Smiling mirthlessly, searching for the fear that wasn’t there, Justice decided. “Well great. Okay, where do I sign?”
“The general will be arriving tomorrow to retrieve you personally. You’ll be sworn in as a citizen of the Galactic Union, approved automatically since the historical government you were born into eventually became the world government of Terra and then the core of the Union and, so, Spacefleet.”

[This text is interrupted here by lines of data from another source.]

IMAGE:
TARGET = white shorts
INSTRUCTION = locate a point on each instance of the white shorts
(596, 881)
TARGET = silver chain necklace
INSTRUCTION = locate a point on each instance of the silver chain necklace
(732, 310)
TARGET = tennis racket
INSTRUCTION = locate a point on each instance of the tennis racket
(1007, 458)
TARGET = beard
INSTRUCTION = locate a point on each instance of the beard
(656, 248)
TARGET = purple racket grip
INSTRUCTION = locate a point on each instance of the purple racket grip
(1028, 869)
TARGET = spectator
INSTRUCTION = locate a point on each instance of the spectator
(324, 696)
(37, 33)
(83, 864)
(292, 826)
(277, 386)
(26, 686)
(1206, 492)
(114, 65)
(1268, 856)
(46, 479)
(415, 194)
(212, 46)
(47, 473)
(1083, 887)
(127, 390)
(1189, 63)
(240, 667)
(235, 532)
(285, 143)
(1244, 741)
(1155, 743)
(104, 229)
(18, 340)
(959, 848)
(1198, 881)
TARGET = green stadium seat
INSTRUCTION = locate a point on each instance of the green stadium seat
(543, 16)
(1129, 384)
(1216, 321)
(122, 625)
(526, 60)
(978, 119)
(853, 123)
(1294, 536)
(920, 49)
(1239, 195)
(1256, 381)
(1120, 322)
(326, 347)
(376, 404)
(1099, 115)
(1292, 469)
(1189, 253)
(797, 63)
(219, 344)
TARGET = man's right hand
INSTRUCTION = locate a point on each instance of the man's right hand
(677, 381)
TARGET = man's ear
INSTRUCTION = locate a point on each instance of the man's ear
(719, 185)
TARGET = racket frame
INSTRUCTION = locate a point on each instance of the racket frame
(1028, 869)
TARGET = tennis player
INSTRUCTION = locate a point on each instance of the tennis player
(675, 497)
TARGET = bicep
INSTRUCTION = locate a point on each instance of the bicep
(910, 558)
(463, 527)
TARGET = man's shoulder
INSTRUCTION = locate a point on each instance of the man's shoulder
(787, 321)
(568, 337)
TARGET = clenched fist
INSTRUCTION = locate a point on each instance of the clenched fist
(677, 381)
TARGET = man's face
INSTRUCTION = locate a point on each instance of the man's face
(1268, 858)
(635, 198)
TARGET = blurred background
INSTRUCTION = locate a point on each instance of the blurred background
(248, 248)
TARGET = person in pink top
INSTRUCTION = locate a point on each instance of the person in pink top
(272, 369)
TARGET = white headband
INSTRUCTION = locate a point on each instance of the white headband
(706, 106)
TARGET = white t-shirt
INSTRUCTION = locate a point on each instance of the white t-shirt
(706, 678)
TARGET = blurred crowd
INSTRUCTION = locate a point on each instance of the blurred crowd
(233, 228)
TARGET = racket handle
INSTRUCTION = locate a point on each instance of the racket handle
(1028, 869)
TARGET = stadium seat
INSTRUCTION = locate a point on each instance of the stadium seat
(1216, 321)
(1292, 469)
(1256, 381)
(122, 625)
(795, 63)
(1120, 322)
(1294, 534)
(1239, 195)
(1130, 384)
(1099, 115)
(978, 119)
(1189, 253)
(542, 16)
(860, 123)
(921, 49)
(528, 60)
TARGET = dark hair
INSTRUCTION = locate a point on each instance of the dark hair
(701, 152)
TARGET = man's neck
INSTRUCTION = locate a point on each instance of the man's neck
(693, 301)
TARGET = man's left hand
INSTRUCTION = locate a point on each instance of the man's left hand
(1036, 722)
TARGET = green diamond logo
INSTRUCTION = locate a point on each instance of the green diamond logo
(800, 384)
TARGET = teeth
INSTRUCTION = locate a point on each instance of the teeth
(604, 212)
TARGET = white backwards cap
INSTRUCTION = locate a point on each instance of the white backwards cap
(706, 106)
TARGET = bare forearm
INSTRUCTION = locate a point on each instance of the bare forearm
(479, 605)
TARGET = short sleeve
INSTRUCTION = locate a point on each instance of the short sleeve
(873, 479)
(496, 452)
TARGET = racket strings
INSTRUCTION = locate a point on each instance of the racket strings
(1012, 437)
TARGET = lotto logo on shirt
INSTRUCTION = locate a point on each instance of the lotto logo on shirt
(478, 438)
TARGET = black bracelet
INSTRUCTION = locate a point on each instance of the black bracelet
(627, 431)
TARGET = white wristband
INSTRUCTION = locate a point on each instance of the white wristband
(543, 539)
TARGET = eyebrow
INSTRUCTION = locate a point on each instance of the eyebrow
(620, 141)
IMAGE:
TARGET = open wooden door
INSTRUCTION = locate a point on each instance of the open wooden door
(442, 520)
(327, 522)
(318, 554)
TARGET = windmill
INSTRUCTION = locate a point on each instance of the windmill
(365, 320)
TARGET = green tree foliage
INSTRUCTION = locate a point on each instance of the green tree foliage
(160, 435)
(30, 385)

“Okay. Guess I’ll do that then.”
“Excellent. You and Glen, I’m sure, will do amazing in your new positions.”
“Glen? But … he’s an animal! He can’t serve!”
“Oh, quite the contrary Justice. Glen already talked with the General via Supraspace communications yesterday and accepted citizenship. It’s all done for him save the swearing-in, which you two will do side-by-side on the General’s arrival.”
“But … but he’s my pet. What the fuck, man?” Eyes wide, becoming ever more sure it was a dream, Justice looked down at his erstwhile companion; utterly awash in drying filth.
“Smnch” muttered Glen before rolling to his left side and farting loud and long like a trumpet.
Suddenly a truly scary thought occurred to Justice. “Say, uh … I’m gonna outrank Glen, right?” Justice asked with much concern. Unsure, Rant set to checking on his datapad.